Does what it says on the tin really. I’ve popped a mobile friendly version up on Vimeo, in case you need it.

 


 

UPDATE: I’ve been asked how I put this video together. Well, prepare to witness my geekness…

 

I love little photo projects people do. Martin Parr (a hero of mine) has many collections, including parking spaces, people on mobile phones, or even the simple self portrait. His sense of humour tickles me.

 

martin-parr-empty-space03martin-parr-empty-space02martin-parr-empty-space01martin-parr-mobile-phonet02martin-parr-mobile-phonet01martin-parr-mobile-phonet03martin-parr-self-portrait02martin-parr-self-portrait01martin-parr-self-portrait03

 

I’ve never found what I wanted to collect, at the end of each year I regret not having set myself a witty brief at the beginning of the year.

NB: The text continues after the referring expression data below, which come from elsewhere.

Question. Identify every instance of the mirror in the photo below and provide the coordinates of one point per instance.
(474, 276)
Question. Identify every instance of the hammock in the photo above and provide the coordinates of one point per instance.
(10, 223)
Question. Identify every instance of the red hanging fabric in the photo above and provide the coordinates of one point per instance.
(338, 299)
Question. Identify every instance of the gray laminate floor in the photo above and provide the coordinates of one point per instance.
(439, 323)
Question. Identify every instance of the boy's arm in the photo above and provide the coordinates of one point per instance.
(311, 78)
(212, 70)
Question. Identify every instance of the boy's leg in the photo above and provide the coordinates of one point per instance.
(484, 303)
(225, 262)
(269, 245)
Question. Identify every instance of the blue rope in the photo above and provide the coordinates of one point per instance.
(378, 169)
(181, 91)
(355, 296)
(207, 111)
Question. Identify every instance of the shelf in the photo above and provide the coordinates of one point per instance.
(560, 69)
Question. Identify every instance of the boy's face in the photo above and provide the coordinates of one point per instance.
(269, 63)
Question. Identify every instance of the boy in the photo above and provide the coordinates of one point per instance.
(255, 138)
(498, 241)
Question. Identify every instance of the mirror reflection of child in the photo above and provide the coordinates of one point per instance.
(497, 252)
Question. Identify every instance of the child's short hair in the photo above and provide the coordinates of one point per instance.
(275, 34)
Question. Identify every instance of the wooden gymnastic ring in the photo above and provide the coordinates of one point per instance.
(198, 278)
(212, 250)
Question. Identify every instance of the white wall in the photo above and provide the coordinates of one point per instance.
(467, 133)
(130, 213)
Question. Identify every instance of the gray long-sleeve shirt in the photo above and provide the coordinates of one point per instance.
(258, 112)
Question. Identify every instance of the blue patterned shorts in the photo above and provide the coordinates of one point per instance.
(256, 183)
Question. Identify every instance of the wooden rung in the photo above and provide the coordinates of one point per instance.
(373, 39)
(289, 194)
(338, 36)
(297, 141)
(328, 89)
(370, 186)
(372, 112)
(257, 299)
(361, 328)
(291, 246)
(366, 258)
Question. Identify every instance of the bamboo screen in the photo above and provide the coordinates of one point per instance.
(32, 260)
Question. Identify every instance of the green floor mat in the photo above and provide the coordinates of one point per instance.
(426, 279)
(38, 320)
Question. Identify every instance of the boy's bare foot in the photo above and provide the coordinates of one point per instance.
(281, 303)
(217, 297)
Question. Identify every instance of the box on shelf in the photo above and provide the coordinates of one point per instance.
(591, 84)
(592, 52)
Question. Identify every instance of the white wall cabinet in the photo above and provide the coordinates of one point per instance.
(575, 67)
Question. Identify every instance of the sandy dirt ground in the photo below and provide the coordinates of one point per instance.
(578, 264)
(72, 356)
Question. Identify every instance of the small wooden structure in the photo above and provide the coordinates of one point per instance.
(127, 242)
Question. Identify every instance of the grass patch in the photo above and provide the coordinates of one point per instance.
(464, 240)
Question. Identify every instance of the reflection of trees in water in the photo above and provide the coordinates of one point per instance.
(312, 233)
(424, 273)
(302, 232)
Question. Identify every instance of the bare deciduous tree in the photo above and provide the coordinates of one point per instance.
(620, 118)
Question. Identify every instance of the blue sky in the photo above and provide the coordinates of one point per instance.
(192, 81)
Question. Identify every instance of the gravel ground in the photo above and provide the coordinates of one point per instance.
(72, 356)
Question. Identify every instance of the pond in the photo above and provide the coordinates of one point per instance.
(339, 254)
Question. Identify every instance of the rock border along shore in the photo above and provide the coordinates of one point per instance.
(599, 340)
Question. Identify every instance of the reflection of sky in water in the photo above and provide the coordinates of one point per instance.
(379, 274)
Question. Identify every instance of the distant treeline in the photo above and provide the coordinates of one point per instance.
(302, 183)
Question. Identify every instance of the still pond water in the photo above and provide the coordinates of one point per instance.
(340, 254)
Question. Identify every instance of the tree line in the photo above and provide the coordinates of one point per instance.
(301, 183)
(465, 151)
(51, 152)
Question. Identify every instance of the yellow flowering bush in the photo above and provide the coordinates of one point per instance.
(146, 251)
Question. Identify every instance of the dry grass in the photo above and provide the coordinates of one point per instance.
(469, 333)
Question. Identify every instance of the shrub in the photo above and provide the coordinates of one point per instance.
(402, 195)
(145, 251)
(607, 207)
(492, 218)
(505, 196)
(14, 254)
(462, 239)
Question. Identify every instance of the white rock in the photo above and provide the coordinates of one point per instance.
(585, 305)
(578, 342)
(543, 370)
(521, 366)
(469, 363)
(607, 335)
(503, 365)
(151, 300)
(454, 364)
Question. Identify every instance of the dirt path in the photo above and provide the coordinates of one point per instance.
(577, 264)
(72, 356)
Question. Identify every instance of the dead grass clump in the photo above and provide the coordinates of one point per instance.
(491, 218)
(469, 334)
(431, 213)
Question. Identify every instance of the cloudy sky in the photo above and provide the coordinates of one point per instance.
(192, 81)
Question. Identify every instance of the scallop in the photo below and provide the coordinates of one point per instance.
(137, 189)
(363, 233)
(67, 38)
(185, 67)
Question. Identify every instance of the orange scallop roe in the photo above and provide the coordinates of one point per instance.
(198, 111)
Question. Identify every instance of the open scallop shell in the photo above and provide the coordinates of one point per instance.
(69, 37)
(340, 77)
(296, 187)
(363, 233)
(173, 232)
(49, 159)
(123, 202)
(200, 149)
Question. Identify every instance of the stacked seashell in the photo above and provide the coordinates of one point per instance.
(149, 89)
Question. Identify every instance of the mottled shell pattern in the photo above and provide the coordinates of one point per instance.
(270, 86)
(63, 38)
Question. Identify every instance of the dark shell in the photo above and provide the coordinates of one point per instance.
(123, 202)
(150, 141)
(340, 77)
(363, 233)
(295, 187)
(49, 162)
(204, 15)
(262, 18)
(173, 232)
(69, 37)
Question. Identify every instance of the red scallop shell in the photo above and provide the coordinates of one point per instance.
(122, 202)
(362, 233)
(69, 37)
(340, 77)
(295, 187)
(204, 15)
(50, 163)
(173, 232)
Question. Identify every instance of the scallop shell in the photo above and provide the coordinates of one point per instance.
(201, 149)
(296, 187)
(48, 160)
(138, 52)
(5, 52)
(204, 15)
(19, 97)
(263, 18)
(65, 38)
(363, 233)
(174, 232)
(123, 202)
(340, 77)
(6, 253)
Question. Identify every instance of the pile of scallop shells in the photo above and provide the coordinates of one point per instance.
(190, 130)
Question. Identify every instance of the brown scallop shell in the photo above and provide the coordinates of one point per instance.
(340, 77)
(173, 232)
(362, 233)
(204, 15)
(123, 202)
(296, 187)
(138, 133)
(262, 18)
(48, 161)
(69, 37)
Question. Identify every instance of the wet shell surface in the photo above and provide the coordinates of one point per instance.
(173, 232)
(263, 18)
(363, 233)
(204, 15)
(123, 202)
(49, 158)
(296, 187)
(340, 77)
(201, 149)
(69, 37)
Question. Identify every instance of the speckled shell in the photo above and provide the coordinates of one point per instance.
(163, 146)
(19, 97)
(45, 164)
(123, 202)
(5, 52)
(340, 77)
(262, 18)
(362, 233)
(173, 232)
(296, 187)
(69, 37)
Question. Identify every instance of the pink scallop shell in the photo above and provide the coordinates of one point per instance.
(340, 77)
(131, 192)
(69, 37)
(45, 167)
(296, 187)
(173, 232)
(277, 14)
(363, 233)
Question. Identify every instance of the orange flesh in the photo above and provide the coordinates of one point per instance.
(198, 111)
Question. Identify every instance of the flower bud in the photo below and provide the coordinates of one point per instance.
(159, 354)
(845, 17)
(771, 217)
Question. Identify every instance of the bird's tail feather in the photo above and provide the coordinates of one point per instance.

So this year I thought what if I’ve sub-consciously collected everything? Which I have, on my phone. Just as a silly experiment, I wanted to see what would happen if I dumped all the photos I’ve taken in a year into an image sequence, no editing or cutting bits out. Would it be a mess? Would it be kinda OK, I think it’s… kinda OK. It helps that I tend to take many photos of the same thing, so the object is allowed to hang for a fraction of a second over a few frames. I was inspired by this excellent time-lapse of a road trip… I’ll be ripping this idea off soon.

 

 

To do this, first off, I have an app called DropSnap installed on my Android Phone. It automatically backs up every photo I take to Dropbox. You can do this using the official Dropbox app (on iPhone too) but DropSnap gives me some more filtering options, which means I can sync more than just the regular camera roll (Instagram, Snapseed, etc). So that’s been busy stuffing photos up into the clouds like a weird hoarder’s heaven. This made it easy to find every photo I took in 2012 and dump them in one big folder.

 

The tricky bit was preparing them for the video. All the landscape and portrait photos needed to sit central and have the extra black space on the top and bottom or the sides (depending on their orientation) to make up the space in the video. In steps the work horse that is Photoshop Image Processor! After a bit of head scratching and swearing I created a workflow that did the job. First, I made an action that puts any image into the middle of a black 1080p sized canvas. You can download mine here if you like. Then I ran the Image Processor to resize everything, combined with my action to centre them on the black background. The settings should look like this:

 

image-processor

 

Then I opened my old friend After Effects. To create an image sequence you just drag the image folder directly into the project window. I dumped the sequence into a 1080p composition, added some Tom Waits and Bob’s your Mother’s brother! I hope that’s of some help if you want to try it out yourself. It’s a nice collecting project you can do without having to even think about it. Which is good for me as I’m very poor at thinking.

  • Craig Hanna

    So I’m curious about the process to produce this video. DId you sort images into like size and shape so, for example, coffee mugs would all be clustered together? Must have been very time consuming. There’s not a web-based Animoto-style way to pull that off? And how many images did you have to work with?

    Craig H.

  • Craig Hanna

    Thanks! I’m totally doing this this year. Mine may not be suitable for family viewing if I use ALL the photos I take, but it sure will be interesting…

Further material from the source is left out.